SON TÜRKİYE
“Vatan toprağı, kutsaldır, şereftir, namustur kaderine terk edilemez”
M. Kemal ATATÜRK
Değerli okurlarım; Para her şey değildir. Para karşılığında satılamayacak değerler vardır. Kutsal varlığımız olan topraklarımız, kamu kuruluşlarımız, devlet kaynaklarımız durmadan satılıyor.
"Cumhuriyet tarihi boyunca yabancılara toprak satışlarının yüzde doksanı Adalet kalkınma partisi döneminde yapılmıştır"
Adalet Kalkınma Partisi 2003 yılından beri yabancılara toprak satışını artırmak için ne gerekiyorsa yapmıştır.
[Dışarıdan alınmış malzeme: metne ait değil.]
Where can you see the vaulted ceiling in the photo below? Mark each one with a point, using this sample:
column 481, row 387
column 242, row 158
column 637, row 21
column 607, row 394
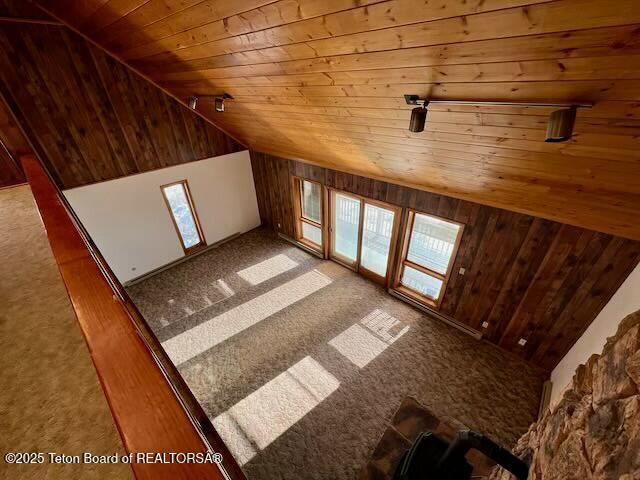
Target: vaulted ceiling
column 323, row 80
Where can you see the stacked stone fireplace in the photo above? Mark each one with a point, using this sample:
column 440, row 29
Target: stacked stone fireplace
column 593, row 432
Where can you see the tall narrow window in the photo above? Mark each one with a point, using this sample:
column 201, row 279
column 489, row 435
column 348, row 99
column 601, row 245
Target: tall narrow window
column 429, row 249
column 310, row 213
column 178, row 200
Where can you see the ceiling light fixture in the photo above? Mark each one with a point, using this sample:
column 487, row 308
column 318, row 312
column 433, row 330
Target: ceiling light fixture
column 559, row 127
column 192, row 102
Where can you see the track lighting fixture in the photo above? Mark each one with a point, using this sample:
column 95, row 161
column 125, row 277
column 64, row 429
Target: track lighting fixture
column 418, row 118
column 559, row 127
column 218, row 101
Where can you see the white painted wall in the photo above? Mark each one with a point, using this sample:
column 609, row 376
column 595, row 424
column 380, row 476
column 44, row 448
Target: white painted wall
column 625, row 301
column 129, row 221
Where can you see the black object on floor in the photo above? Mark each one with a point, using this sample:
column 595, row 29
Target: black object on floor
column 432, row 458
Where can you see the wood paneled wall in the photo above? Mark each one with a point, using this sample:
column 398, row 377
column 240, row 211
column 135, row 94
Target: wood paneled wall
column 323, row 81
column 528, row 277
column 13, row 145
column 93, row 118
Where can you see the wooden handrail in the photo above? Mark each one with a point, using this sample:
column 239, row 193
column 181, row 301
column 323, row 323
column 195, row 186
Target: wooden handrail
column 153, row 409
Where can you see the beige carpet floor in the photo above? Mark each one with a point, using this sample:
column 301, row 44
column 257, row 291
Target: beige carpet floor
column 301, row 363
column 50, row 396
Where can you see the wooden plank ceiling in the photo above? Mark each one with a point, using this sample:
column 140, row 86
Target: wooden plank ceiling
column 322, row 81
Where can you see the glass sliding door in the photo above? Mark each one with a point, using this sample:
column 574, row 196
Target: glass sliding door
column 345, row 228
column 377, row 234
column 431, row 244
column 363, row 234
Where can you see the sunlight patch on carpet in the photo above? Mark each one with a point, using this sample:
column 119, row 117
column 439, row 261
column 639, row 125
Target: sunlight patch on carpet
column 261, row 417
column 208, row 334
column 270, row 268
column 364, row 341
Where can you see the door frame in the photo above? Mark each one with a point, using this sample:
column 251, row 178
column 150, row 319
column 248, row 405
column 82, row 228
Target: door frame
column 393, row 244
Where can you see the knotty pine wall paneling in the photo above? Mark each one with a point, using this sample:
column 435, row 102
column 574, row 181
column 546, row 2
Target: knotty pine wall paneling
column 93, row 118
column 323, row 81
column 528, row 277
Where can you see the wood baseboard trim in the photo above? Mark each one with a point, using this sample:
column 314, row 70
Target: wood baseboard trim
column 446, row 319
column 300, row 245
column 178, row 261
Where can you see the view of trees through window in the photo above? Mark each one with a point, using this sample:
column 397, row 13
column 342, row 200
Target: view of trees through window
column 432, row 242
column 178, row 201
column 311, row 206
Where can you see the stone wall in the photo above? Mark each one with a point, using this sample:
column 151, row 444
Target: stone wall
column 594, row 431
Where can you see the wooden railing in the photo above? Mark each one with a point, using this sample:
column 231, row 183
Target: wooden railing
column 153, row 409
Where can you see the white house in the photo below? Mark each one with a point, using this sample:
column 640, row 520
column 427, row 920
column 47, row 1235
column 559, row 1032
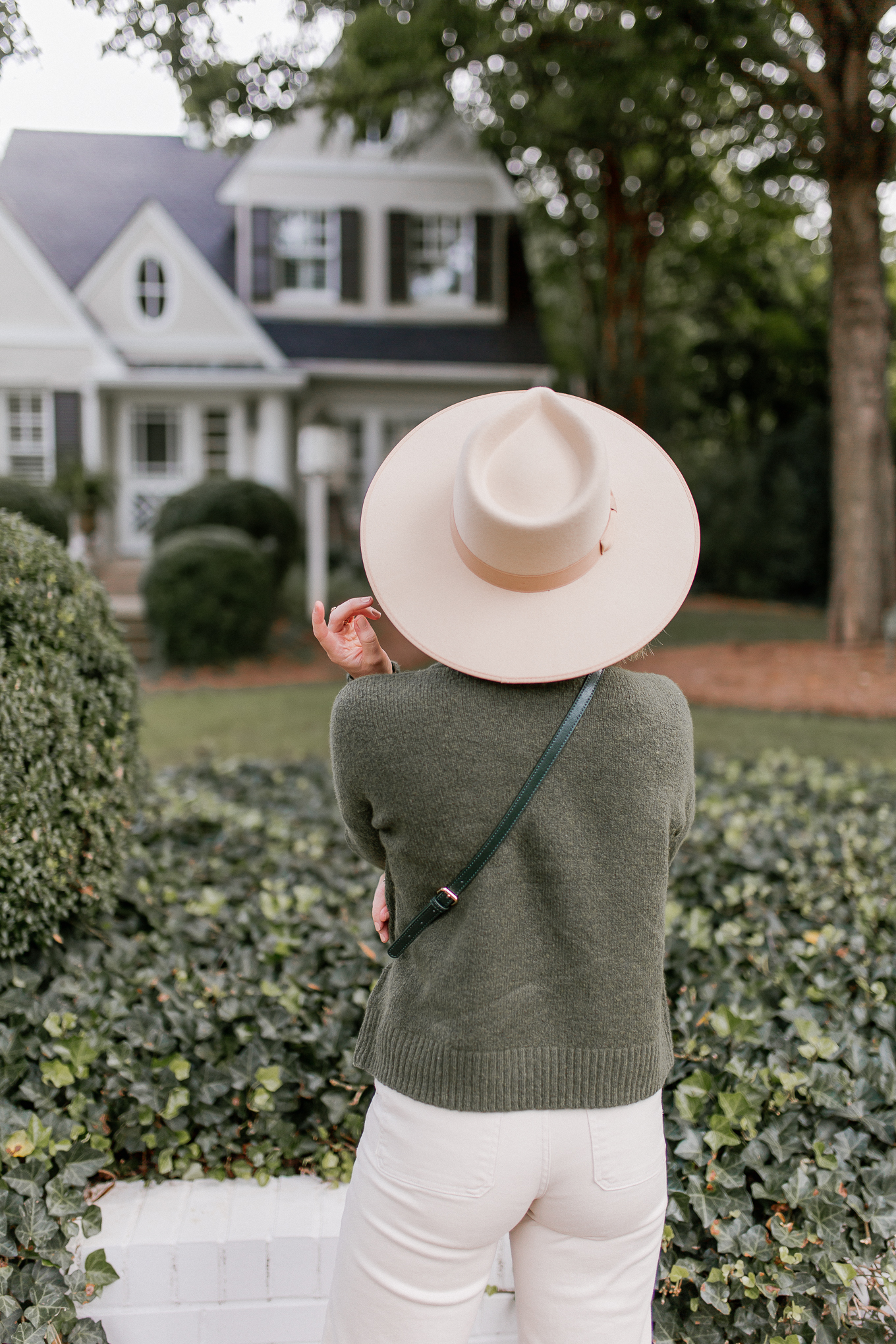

Ancak AKP'liler şunu bilmeliler ki, Osmanlı döneminde Yahudiler ve Ermeniler parayla toprak satın alarak devlet kurmaya çalışmışlardır.
Yabancılara toprak satmak için yasa çıkararak toprak satışını artıran tasarının altına imza atan bakanlar ve onaylayan Milletvekillerinin elleri nasıl titremedi.
Türkiye’nin 1986-2002 dönemindeki özelleştirme miktarı 8 milyar dolar iken 2002-2012 döneminde toplam 35 milyar dolarlık özelleştirme gerçekleştirildi. Bu iktidar partisi bakanları son dönemlerde KİT’lerin satışından acaba vicdanları hiç mi rahatsız olmuyor.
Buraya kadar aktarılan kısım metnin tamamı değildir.